Concentrations of creatine, a marker of stores of cellular energy, were about the same overall between the two groups. However, the researchers found that brain injuries, which affected 35 of the pre-term infants but none of the full-term infants, were associated with significantly lower concentrations of NAA, choline and creatine. Having a neonatal infection, which affected 21 of the pre-term infants but none of the full-term ones, was associated with lower NAA and creatine.

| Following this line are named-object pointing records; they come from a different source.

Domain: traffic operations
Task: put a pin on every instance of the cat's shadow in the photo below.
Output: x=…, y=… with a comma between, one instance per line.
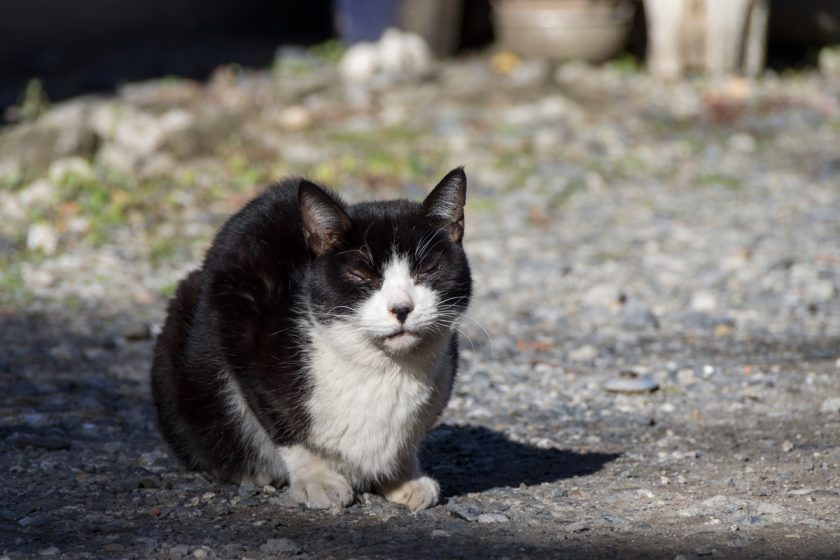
x=474, y=458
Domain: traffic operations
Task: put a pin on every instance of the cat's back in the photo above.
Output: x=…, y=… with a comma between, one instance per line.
x=269, y=224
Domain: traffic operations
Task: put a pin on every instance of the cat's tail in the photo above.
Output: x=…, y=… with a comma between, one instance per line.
x=168, y=363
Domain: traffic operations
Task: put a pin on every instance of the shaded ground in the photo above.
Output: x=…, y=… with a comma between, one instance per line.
x=687, y=233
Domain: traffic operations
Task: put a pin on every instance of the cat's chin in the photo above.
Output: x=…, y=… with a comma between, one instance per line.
x=401, y=342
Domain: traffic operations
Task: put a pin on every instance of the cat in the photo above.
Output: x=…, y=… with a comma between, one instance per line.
x=317, y=344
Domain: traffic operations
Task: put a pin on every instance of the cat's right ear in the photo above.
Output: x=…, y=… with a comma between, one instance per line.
x=325, y=223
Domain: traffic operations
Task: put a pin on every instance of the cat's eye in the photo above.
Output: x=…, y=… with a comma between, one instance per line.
x=428, y=266
x=360, y=275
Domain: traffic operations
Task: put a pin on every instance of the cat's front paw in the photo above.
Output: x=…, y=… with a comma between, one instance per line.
x=326, y=492
x=418, y=493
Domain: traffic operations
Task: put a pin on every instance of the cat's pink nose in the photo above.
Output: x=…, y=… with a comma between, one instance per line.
x=401, y=311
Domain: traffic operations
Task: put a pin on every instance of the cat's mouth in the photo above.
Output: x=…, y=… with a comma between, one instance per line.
x=401, y=339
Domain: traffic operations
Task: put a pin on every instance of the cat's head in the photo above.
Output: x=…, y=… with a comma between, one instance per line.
x=394, y=272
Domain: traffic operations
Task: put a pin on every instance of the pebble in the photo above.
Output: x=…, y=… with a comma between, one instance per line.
x=246, y=490
x=585, y=353
x=637, y=316
x=830, y=405
x=631, y=383
x=493, y=518
x=42, y=237
x=281, y=546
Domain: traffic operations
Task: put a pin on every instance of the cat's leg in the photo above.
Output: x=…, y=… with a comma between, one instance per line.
x=312, y=481
x=411, y=487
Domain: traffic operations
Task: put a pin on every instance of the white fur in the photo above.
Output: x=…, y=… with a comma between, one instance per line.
x=371, y=402
x=399, y=289
x=370, y=409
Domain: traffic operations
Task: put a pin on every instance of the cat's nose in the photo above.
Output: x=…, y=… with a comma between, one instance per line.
x=401, y=311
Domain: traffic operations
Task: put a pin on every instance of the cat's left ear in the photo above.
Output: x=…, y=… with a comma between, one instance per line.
x=325, y=223
x=446, y=202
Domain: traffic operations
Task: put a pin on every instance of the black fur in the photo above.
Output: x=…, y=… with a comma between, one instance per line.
x=294, y=248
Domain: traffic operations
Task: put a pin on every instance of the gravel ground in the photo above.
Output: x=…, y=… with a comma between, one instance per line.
x=651, y=365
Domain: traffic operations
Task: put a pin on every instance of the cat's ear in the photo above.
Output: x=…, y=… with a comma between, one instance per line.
x=446, y=202
x=325, y=223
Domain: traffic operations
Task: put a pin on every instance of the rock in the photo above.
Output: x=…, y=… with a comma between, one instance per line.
x=493, y=518
x=397, y=55
x=585, y=353
x=830, y=405
x=631, y=382
x=178, y=551
x=43, y=238
x=137, y=330
x=38, y=194
x=32, y=521
x=741, y=142
x=50, y=443
x=636, y=315
x=62, y=132
x=73, y=167
x=246, y=489
x=295, y=117
x=464, y=512
x=602, y=295
x=281, y=546
x=703, y=300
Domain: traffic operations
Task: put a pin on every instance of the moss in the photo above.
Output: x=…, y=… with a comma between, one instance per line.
x=33, y=101
x=13, y=290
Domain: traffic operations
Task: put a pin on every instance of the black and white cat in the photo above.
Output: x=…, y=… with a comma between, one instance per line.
x=316, y=345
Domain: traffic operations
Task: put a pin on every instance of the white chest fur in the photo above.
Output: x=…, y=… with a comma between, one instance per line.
x=369, y=410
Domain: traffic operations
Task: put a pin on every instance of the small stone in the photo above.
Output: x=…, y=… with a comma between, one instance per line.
x=42, y=237
x=32, y=521
x=73, y=167
x=741, y=142
x=831, y=405
x=463, y=512
x=39, y=193
x=493, y=518
x=585, y=353
x=295, y=117
x=137, y=331
x=703, y=300
x=148, y=483
x=50, y=443
x=246, y=490
x=631, y=382
x=636, y=315
x=178, y=551
x=280, y=546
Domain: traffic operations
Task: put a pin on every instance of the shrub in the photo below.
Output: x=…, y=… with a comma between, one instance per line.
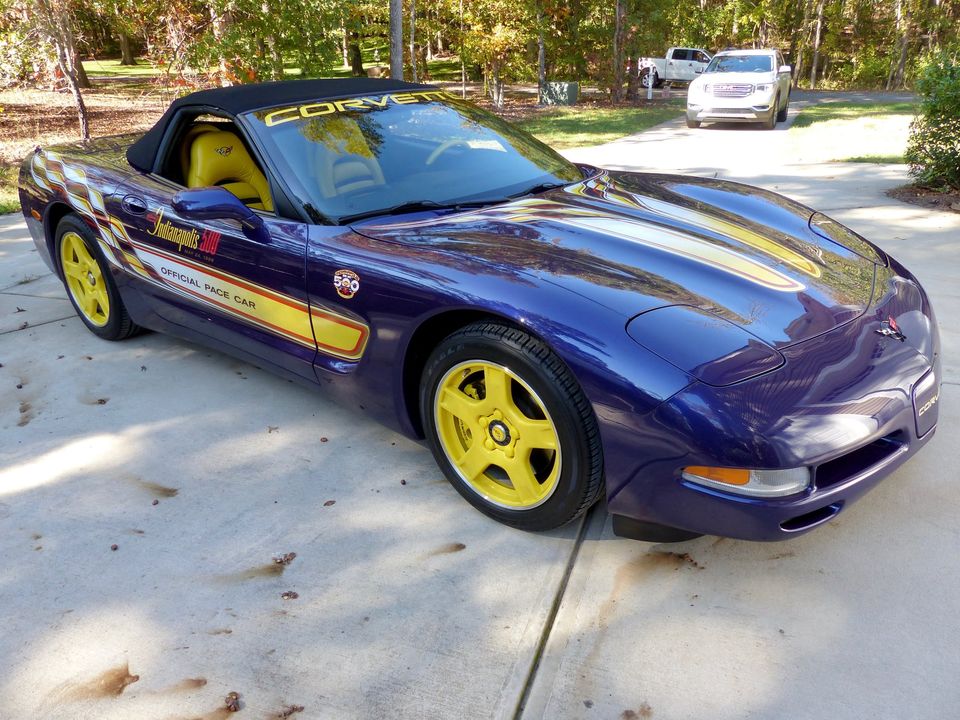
x=933, y=149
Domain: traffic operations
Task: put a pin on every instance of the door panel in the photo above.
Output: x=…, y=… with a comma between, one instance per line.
x=209, y=277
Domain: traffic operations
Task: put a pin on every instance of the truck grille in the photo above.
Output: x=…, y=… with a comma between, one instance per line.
x=731, y=90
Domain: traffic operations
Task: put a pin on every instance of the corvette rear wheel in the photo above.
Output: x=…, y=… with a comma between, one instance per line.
x=89, y=285
x=511, y=428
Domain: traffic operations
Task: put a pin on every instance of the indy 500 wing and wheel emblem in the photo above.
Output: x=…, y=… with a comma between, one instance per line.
x=707, y=356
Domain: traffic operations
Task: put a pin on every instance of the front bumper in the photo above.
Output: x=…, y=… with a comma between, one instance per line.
x=852, y=404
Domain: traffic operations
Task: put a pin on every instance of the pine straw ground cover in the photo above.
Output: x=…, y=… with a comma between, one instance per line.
x=39, y=117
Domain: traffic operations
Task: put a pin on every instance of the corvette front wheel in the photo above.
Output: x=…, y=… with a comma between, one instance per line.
x=89, y=285
x=510, y=427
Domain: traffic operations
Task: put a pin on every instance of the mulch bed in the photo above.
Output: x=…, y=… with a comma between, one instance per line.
x=927, y=198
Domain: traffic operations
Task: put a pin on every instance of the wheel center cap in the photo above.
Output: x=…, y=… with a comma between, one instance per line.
x=499, y=433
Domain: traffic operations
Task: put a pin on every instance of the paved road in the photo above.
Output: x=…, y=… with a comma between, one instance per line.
x=409, y=603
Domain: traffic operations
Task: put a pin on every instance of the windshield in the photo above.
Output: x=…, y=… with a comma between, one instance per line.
x=355, y=157
x=740, y=63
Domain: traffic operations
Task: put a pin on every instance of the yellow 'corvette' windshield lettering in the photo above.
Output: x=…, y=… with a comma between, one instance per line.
x=284, y=115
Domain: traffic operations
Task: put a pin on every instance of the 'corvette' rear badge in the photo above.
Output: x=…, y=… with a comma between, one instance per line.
x=347, y=283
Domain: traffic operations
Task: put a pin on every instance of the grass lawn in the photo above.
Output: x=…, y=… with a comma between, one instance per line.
x=113, y=69
x=824, y=112
x=854, y=132
x=566, y=127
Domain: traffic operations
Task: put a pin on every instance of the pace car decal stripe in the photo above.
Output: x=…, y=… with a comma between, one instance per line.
x=260, y=306
x=602, y=186
x=49, y=169
x=532, y=210
x=336, y=335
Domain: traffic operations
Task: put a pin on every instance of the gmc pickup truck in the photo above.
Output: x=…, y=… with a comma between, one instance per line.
x=680, y=65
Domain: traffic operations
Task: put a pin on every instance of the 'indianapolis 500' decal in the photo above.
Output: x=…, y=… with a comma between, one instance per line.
x=274, y=312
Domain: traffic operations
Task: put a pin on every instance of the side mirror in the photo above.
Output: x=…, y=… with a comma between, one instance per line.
x=217, y=203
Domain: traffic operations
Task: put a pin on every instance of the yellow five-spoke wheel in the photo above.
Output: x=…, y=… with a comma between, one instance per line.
x=89, y=285
x=510, y=427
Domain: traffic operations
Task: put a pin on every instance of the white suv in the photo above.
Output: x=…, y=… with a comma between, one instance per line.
x=741, y=86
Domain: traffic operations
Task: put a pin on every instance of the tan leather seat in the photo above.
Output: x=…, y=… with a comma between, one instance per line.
x=219, y=158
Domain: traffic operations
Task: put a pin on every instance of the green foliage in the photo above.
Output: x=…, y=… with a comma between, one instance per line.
x=865, y=70
x=933, y=150
x=880, y=159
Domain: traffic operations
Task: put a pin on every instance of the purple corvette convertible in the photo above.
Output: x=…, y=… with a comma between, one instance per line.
x=707, y=356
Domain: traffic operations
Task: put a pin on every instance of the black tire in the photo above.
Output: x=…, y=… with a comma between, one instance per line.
x=578, y=479
x=782, y=112
x=117, y=325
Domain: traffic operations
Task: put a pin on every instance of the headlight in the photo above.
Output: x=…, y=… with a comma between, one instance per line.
x=758, y=483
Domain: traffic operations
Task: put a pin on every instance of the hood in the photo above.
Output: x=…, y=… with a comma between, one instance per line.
x=636, y=242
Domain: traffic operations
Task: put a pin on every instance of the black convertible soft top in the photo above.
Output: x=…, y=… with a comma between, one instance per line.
x=243, y=98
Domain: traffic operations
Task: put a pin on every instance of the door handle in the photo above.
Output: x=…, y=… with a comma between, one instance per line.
x=134, y=205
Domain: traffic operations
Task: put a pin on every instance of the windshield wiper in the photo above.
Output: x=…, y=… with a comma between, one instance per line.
x=416, y=205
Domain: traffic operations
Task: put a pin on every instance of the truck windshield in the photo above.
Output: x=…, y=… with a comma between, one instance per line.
x=740, y=63
x=361, y=156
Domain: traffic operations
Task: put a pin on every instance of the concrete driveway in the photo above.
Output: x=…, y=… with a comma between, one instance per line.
x=202, y=470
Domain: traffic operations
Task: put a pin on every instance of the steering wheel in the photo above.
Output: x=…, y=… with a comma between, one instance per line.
x=443, y=147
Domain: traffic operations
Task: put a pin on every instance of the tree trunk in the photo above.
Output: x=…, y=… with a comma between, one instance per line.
x=541, y=58
x=272, y=46
x=396, y=39
x=53, y=24
x=801, y=50
x=356, y=60
x=73, y=55
x=220, y=25
x=816, y=45
x=126, y=50
x=633, y=79
x=413, y=46
x=496, y=87
x=895, y=77
x=463, y=60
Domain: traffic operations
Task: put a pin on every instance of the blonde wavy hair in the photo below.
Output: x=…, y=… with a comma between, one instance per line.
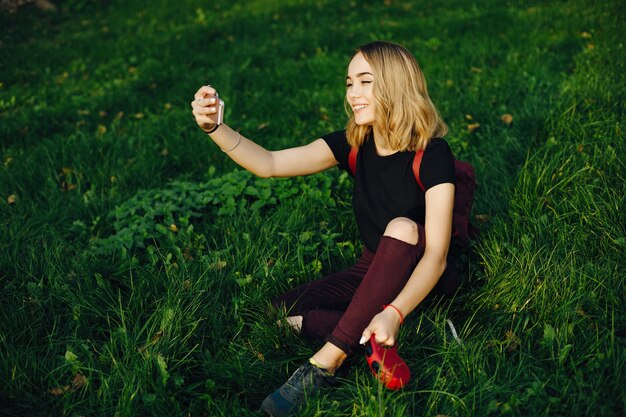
x=406, y=118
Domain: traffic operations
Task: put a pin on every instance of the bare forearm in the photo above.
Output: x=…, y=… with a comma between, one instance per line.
x=421, y=282
x=243, y=151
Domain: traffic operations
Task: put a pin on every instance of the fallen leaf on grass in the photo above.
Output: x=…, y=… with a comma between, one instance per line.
x=217, y=265
x=78, y=382
x=157, y=336
x=507, y=118
x=483, y=218
x=473, y=127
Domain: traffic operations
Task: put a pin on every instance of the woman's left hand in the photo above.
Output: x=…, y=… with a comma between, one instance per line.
x=385, y=325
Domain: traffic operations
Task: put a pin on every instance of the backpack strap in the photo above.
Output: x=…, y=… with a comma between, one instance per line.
x=417, y=162
x=352, y=160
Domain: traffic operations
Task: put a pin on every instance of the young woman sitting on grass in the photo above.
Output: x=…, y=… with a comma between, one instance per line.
x=406, y=232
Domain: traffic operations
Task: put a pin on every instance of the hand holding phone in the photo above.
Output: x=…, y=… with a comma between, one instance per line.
x=218, y=116
x=385, y=363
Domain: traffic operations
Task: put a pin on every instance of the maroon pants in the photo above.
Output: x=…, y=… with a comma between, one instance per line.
x=337, y=308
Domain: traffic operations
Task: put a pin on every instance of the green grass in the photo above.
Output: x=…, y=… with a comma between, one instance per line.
x=100, y=156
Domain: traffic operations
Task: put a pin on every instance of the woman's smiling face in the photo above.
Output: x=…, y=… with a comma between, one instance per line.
x=360, y=90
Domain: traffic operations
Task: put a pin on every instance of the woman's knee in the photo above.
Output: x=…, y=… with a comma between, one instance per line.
x=404, y=229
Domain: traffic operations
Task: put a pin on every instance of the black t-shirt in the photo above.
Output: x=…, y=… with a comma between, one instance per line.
x=385, y=186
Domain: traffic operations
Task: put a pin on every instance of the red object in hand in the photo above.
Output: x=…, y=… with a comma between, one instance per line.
x=385, y=363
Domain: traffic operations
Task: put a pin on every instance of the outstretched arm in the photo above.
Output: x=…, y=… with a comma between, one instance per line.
x=302, y=160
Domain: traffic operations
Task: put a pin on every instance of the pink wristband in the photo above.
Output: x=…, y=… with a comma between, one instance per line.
x=395, y=308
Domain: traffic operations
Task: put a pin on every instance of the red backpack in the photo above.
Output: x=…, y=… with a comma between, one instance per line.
x=463, y=195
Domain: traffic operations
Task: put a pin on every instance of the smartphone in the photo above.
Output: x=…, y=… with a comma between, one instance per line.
x=218, y=117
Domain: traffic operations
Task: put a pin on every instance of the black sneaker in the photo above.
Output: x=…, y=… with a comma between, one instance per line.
x=305, y=382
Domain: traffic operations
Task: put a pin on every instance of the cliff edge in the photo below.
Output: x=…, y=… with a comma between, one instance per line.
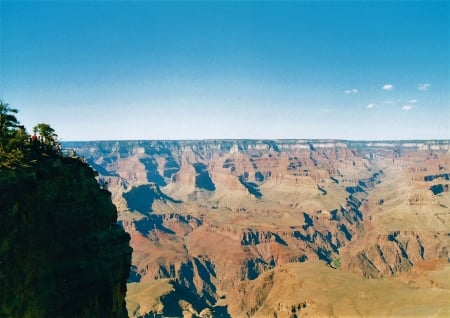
x=61, y=252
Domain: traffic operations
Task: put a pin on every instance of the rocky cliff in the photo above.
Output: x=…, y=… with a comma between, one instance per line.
x=62, y=254
x=213, y=223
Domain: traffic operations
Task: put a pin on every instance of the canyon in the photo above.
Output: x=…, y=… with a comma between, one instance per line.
x=281, y=228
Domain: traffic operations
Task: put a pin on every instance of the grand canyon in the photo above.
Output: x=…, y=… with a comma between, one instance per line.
x=281, y=228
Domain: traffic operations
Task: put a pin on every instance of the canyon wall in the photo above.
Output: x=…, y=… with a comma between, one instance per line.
x=62, y=252
x=211, y=220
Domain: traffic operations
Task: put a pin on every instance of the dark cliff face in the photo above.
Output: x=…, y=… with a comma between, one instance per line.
x=61, y=252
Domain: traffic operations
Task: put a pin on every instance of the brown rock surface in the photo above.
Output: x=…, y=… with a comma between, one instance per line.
x=232, y=225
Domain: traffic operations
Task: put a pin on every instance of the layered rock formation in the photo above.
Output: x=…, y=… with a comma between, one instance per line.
x=213, y=222
x=62, y=253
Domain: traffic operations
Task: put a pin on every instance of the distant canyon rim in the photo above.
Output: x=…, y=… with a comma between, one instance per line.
x=281, y=228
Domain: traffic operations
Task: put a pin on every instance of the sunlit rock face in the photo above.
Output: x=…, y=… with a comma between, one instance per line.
x=62, y=254
x=213, y=222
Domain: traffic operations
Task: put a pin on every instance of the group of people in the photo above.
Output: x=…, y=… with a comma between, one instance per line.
x=41, y=144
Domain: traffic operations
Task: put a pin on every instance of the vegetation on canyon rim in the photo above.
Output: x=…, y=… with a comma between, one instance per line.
x=61, y=252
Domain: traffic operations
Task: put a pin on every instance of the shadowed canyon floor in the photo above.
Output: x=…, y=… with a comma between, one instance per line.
x=284, y=228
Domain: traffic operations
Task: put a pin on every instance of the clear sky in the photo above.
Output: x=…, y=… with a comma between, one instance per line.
x=202, y=70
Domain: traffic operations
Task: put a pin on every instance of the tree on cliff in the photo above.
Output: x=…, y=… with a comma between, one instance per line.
x=46, y=132
x=13, y=136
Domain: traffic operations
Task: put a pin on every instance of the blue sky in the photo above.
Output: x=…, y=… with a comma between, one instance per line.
x=201, y=70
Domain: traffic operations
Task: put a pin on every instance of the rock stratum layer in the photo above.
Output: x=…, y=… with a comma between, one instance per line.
x=229, y=227
x=62, y=253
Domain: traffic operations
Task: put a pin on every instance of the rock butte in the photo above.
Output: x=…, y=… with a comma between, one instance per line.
x=282, y=228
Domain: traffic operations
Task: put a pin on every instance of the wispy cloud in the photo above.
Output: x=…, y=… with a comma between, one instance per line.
x=424, y=87
x=388, y=87
x=407, y=107
x=351, y=91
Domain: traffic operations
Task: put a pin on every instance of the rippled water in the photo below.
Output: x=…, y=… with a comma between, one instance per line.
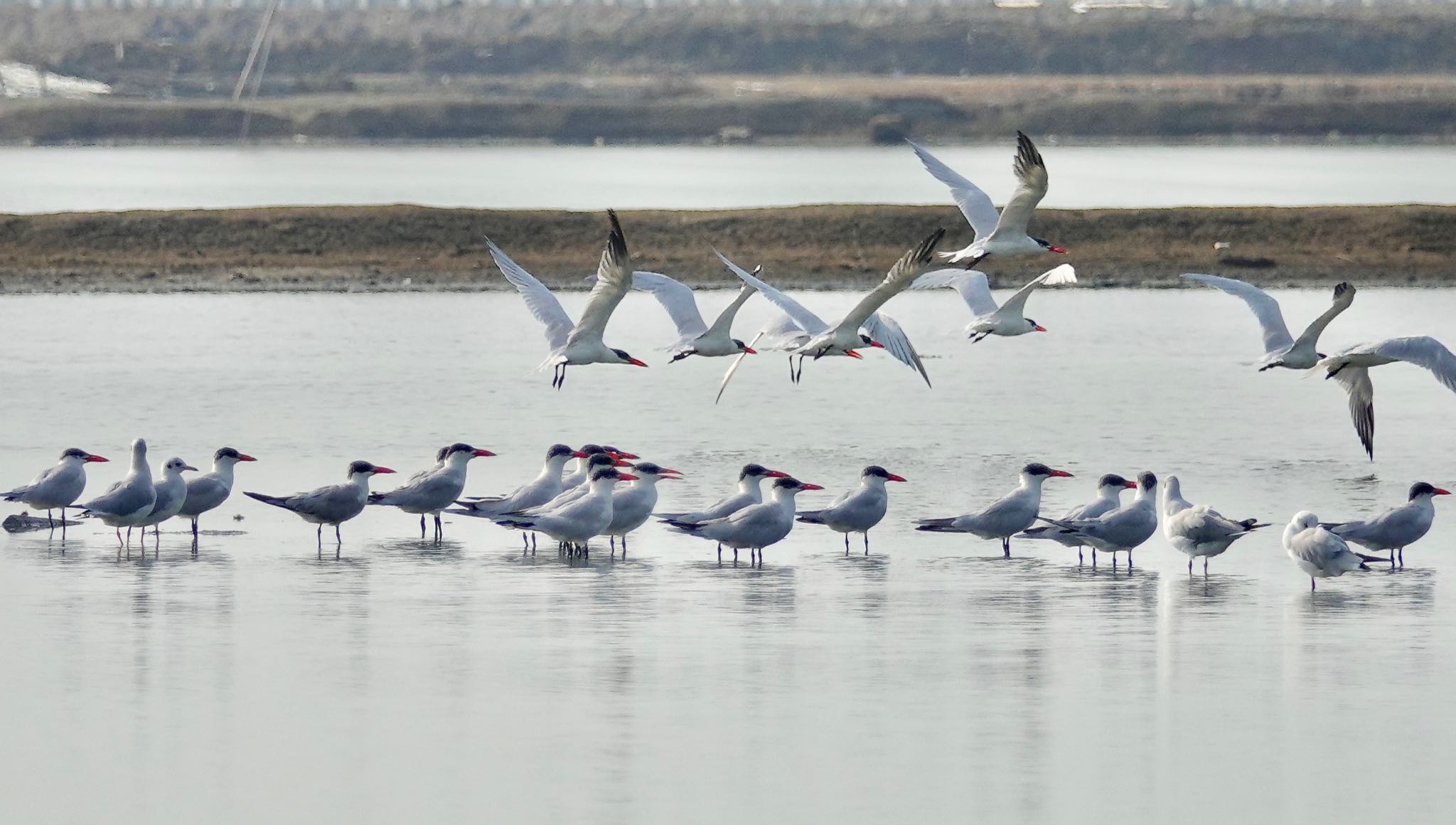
x=695, y=177
x=932, y=680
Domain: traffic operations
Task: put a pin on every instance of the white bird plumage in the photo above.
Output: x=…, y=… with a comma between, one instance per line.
x=1280, y=348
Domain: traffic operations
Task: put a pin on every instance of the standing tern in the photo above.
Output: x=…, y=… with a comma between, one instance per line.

The findings could offer insight into exactly what’s happening in the brain when infants are born pre-term and when these vulnerable babies develop infections or their brains become injured – conditions that convey dramatically higher risks for babies born too early, Limperopoulos says. The differences between the full-term babies and the pre-term ones reflect disturbances these cells are experiencing at a biochemical level, she explains.

Limperopoulos and colleagues note that more research will be necessary to connect these findings to what is already known about developmental problems in pre-term infants. Eventually, she says, scientists might be able to use this knowledge to develop treatments that might be able to change the course of brain development in babies born too early, getting them on track with infants born at term.

“We know that the bodies of pre-term infants demonstrate a remarkable ability to catch up with peers who were born at full-term, in terms of weight and height. Our challenge is to ensure that preemies’ brains also have an opportunity to develop as normally as possible to ensure optimal long-term outcomes,” Limperopoulos says.